Termites are a common pest that homeowners often have to deal with, but not all termites are created equal. One particular type that can cause concern is termites with wings, also known as swarmer or alates.

What are Flying Termites?

Flying termites, also known as alates or swarm termites, are the reproductive members of a termite colony. They are a critical part of the termite life cycle, and their primary role is to start new colonies.

Do Flying Termites Eat Wood?

Technically yes, flying termites, also known as alates or swarm termites, do eat wood, but only when they’re no longer capable of flying. Their primary purpose is not to feed but to reproduce and establish new colonies.

What Do Flying Termites Look Like?

Flying termites are easy to spot, thanks to their translucent wings. Their bodies are approximately one-quarter to three-eighths of an inch long, and are characterized by a straight, beaded antenna, a thick waist.

Types Of Flying Termites

There are many termite species, but the three most common types found in the United States are Dampwood, Drywood, and Subterranean. Dampwood termites are usually found in damp, decaying wood.

Signs Of A Flying Termite Infestation

Presence Inside Home: The first sign is the presence of winged termites inside your home. They are attracted to light and are often found near windows, doors, or light fixtures.

How Do Flying Termites Get Inside The House?

Flying termites can gain access to your home through various means. These termites are attracted to light, and they often enter houses during their mating season, which typically occurs during warm, humid weather.

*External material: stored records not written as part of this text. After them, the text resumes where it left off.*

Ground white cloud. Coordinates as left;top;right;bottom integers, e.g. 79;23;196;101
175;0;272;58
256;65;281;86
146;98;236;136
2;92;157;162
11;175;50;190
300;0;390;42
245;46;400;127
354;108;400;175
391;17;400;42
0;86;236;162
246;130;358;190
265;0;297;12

Potential Risks Of Flying Termites

Flying termites are a clear indication of a nearby termite colony. These winged pests pose a significant risk to homeowners due to their destructive nature and the fact that they indicate a mature colony.

1. Timber Damage

Flying termites pose a significant risk to homeowners due to their ability to cause extensive timber damage. These pests are particularly attracted to damp, rotting wood.

2. Recurrent Infestations

One of the most notorious risks associated with flying termites is the possibility of recurrent infestations. These pests are not solitary creatures; they live in colonies and are known for their tenacity and survival instincts.

3. Attracts Other Pests

Flying termites are more than just a nuisance. They pose a significant risk to homeowners as they often attract other pests. Termites are a food source for many predatory insects and animals.